Anyone with children will know how much they want to go on to YouTube, but much of the content is unsuitable so parents have to keep an eye on what they’re watching. Kideos gets around that problem by providing a children-only website for videos, with content for all ages from two up to ten-and-over. The content is checked for suitability and the videos do look tempting for younger viewers.
This site will mainly appeal to younger age groups, with children starting to grow out of the layout by the time they reach eleven and older. It has the bright colours very young children enjoy, and the videos are presented in a different way to YouTube, with clear menus and a good sized photo of each one. A teenage Kideos would also be appealing, and as children get older they would like to be able to upload their own videos and interact with the community.
Videos can be selected by age group and also from a range of categories including Most Popular as well as favourite TV and book characters, cats and dogs, cartoons and educational. It’s good to see some other languages, with Spanish and Portuguese included, and more languages would help older kids learning the basics. Parents can create playlists for their children, and all videos have been screened and approved by the Kideos panel.
This is one of those websites that immediately comes across as an excellent idea. It’s an open marketplace to let teachers buy and sell materials, from lesson plans to books. With teachers already on the website offering materials for all ages, from children to adults, it seems sure to do well. What a great time-saver it should be for teachers, and also an economical way to buy books and other goods. The chance to put those lesson plans to good use by sharing them seems like good use of time and effort, and why not make some extra income from them?
It’s well organised with bestselling items, newly added items, a full catalogue to browse, and ways to sort and search for exactly what you need. The website has been designed by teachers for teachers to use, and there’s no charge to list items for sale. Once sold the seller gets 60% of the price if they are using the free subscription. This rises to 85% if users pay an annual subscription fee of $59.95.
The site claims to be the first of its kind and states its aim as helping teachers to help each other succeed in their work, as well as making extra income. The materials are offered in various formats including PowerPoint presentations for the classroom. It’s easy to see how it could appeal to teachers wanting to sell their carefully developed lesson plans, and also those wanting to buy a prepared presentation.
Organised in the UK, this is an international site that lets learners find courses close to them or online, and also lets teachers register for free in an impressive range of specialist subjects. The layout is simple, with quick registration for teachers, and a search field for learners to find the subject of their choice. It’s also possible to search by city to get ideas from the variety of courses in each area.

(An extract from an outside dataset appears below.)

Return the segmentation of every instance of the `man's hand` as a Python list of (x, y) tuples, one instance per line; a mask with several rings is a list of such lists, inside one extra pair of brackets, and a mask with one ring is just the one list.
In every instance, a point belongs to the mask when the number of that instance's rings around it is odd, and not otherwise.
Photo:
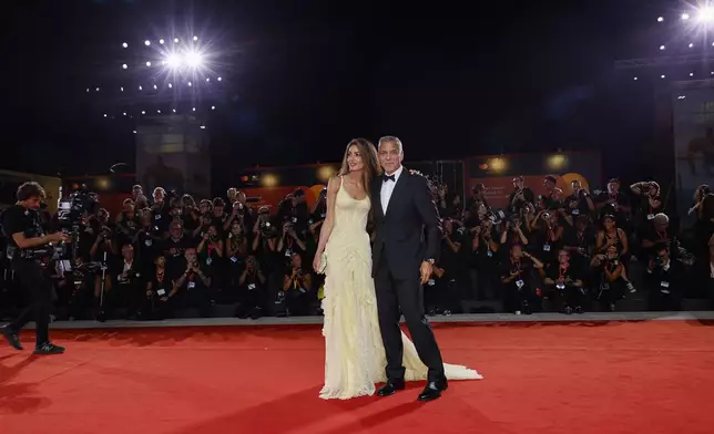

A search for courses of interest to me and within walking distance showed teachers in my vicinity, which suggests how comprehensive the site is. The tutors also show high level experience and qualifications, and for many subjects there are both distance learning and face-to-face options. For students unsure about what they’d like to learn the site is attractively presented with the opportunity to explore major cities and the variety of courses to be found in each one. Popular courses are also listed to whet the learners’ appetite for study.
This resource will be useful for teachers and learners alike, and already has teachers registered in the UK, US, Australia, Brazil, Canada, France, Germany, India, Ireland, Italy, Mexico, Portugal and Spain. An additional benefit is that teachers will be able to see how much competition they have in their location for the courses they could offer, and this could help them fill gaps in the service by promoting their more sought after subjects.